On Wednesday at the Wisconsin Wetlands conference, Robin Wall Kimmerer signed my copy of her book, Braiding Sweetgrass, “in honor of our teachers, the plants”. Reading her book, one thing to seep in early and strong with me was that the plants are the wisest among us. It reminds me of a lesson I keep forgetting, that often the quietest people in the room are the ones most worth listening to. Or, said another way – listen; don’t speak much.
Attending both her book club session and her evening keynote was a joy. Robin shared and invited much thought about the collective practice of gratitude, and about reciprocity – what can we give to the plants and the earth in return for all that we receive.
Questions were asked about how to relate to the invasive species in out-of-balance ecosystems that we work to remove and counteract.

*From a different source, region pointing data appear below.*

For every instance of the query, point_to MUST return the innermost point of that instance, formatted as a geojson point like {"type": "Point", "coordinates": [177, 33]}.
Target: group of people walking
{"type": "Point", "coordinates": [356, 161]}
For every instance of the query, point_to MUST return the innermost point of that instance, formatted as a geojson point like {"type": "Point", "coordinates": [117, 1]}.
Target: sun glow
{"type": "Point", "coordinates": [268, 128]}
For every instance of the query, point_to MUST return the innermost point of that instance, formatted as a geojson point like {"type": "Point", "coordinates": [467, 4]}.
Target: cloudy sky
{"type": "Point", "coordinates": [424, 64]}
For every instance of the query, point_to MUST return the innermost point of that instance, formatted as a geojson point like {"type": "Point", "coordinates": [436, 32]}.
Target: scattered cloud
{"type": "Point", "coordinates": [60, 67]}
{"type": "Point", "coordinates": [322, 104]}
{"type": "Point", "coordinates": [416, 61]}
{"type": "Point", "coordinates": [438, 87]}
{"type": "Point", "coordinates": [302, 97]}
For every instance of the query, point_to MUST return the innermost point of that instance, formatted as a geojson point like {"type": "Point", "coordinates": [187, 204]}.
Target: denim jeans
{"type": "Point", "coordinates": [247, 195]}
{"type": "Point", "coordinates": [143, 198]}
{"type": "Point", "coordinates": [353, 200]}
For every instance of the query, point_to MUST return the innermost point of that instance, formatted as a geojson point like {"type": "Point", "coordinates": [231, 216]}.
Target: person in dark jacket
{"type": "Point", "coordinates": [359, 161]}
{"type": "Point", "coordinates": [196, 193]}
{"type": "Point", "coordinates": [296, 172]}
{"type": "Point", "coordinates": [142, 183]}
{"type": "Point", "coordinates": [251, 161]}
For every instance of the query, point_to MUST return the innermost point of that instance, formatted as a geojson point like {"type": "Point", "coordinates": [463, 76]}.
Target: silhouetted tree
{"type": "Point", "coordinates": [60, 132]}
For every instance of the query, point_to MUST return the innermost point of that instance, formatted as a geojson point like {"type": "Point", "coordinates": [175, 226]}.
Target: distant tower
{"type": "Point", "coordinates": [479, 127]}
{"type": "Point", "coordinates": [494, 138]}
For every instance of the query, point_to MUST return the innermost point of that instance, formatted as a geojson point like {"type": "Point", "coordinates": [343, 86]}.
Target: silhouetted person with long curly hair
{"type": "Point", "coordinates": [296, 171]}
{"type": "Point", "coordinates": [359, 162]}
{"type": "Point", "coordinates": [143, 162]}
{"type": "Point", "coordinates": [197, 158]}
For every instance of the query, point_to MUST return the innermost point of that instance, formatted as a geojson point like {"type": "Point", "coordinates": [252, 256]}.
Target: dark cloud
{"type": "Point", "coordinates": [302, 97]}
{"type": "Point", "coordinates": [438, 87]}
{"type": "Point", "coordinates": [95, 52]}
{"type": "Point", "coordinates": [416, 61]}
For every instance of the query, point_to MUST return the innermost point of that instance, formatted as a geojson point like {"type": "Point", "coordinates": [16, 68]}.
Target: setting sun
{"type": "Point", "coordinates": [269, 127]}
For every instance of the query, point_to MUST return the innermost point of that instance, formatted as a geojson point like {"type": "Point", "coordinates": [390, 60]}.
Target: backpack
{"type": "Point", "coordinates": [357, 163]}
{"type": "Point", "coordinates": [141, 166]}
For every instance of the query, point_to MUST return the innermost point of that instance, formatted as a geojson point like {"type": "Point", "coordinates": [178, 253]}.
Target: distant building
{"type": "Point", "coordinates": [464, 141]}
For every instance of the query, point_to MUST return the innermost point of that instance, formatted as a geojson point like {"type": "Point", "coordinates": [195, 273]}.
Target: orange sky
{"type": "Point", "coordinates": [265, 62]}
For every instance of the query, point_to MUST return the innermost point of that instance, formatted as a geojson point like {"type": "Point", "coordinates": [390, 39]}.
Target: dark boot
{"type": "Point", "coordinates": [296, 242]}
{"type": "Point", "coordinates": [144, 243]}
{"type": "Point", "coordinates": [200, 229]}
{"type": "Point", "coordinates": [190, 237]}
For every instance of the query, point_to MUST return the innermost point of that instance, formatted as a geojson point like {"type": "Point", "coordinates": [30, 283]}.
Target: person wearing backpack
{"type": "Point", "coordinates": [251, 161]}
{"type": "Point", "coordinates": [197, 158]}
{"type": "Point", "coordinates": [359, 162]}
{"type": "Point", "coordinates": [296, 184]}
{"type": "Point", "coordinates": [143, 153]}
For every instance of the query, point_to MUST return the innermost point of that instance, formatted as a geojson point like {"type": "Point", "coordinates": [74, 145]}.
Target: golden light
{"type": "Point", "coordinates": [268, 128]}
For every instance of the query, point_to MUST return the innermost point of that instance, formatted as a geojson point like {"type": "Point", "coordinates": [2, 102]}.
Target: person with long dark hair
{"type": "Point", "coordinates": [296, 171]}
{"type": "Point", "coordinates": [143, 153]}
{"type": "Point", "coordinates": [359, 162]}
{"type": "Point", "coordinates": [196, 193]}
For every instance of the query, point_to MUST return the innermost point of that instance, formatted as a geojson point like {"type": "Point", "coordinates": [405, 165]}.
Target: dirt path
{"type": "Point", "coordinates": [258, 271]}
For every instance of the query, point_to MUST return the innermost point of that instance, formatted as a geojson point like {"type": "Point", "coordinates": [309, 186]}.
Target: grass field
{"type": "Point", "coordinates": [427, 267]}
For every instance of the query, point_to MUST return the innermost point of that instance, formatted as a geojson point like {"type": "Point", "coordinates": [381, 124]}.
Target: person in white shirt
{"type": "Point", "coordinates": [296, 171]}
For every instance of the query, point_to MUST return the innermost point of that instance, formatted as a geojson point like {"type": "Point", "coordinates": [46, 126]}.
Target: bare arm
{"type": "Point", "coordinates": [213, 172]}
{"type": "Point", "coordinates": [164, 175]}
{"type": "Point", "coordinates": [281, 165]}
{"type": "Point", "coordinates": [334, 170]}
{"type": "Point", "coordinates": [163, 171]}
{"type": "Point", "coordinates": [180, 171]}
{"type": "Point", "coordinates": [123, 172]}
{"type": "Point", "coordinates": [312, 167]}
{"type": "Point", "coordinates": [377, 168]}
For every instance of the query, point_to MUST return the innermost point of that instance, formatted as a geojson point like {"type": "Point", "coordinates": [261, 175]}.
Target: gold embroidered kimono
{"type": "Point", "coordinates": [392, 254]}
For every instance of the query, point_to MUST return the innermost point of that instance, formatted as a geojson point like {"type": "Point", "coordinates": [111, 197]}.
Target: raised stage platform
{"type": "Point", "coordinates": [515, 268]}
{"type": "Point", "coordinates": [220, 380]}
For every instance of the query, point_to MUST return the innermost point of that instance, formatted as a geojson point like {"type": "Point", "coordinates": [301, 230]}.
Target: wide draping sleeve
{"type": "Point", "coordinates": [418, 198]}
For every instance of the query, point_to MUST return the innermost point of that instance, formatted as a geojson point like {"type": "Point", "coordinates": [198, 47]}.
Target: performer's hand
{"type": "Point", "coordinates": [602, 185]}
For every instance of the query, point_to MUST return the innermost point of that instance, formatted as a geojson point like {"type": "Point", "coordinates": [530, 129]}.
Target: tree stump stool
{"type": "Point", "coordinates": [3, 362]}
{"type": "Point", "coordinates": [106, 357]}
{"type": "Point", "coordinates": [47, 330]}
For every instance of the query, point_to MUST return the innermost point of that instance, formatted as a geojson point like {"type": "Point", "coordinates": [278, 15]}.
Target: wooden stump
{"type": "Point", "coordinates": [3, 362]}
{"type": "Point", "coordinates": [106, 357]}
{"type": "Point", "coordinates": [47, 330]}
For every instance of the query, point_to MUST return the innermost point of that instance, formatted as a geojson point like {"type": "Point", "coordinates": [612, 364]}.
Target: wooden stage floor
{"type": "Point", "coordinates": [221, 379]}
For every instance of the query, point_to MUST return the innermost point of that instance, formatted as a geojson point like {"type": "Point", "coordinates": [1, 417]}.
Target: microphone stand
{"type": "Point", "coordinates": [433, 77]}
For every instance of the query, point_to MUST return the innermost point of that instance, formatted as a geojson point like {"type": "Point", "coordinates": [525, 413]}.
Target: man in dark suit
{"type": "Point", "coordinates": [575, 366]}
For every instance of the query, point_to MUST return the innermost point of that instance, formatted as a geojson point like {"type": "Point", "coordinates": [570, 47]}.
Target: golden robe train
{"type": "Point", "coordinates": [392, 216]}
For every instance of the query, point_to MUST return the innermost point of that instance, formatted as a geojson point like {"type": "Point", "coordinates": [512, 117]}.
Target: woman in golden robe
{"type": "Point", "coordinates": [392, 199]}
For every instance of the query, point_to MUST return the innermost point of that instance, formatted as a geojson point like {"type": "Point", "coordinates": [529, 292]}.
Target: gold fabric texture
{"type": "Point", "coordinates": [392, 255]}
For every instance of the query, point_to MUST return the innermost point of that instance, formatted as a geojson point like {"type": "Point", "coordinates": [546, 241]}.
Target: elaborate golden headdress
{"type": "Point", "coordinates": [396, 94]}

She spoke about remembering that these plants, too, have something to teach us while they are here. The invasive exotic Phragmites (giant reed grass), might be teaching us about the problem of excess nutrients that we have caused by our destructive land practices – and that we created conditions to invite their abundance.
This made me realize the teaching of the invasive exotic Phalaris (reed canary grass), in one wetland where we work. One year we really aggressively pulled it, quite successfully. We then got an unexpected and problematic algal bloom later that summer. The plant was, maybe, suggesting to us to take this incrementally. Remove a good amount at a time, but maybe not all at once. The presence of some, in the transition, helps take up excess nutrients, while waiting for the still-present native plants to reclaim their own abundance. Let the balancing act be in concert with our steps to control the invasive species.
Then Dan told me this: In another wetland, perhaps we unknowingly heard what the reed canary grass was teaching, or maybe it was serendipity. Here, as we pulled the invasive grass in late spring and early summer before it flowered, we hung armfuls of the pulled grass up out of the water on the waiting and willing stout branches of the ash trees. If we pull it and leave it connected to water, it re-roots and re-sprouts, so lifting it out of the water was necessary. The branches were a convenient place, seeming to invite us to take advantage of their nearness. As it turns out, this was a smart thing. Because… once the clumps of reed canary grass dry, and become inert, they also weaken and slide off the branches back into the water. Here, their carbon provides the necessary energy source for the decomposers to take in excess nitrogen in this not-yet-balanced system. Wisdom of the teachers. Thank you.
One of the posters by a young researcher, Brianna Kupsky from UW Green Bay, was about efforts to re-vegetate the altered, wave-ravaged Bay of Green near Cat Island with native Vallisneria americana (water-celery) and bulrush. In a prior step, Phragmites had been reduced with herbicide. The most successful re-planted Vallisneria were when planted directly into the remaining root-and-soil substrate of now-dead Phragmites, which provided perhaps a nurse environment as well as anchor in the otherwise inhospitable present-day lakebed. A departing teaching gift for us from the plant.
And thank you to Katie from Wisconsin Wetlands for the gift of the book.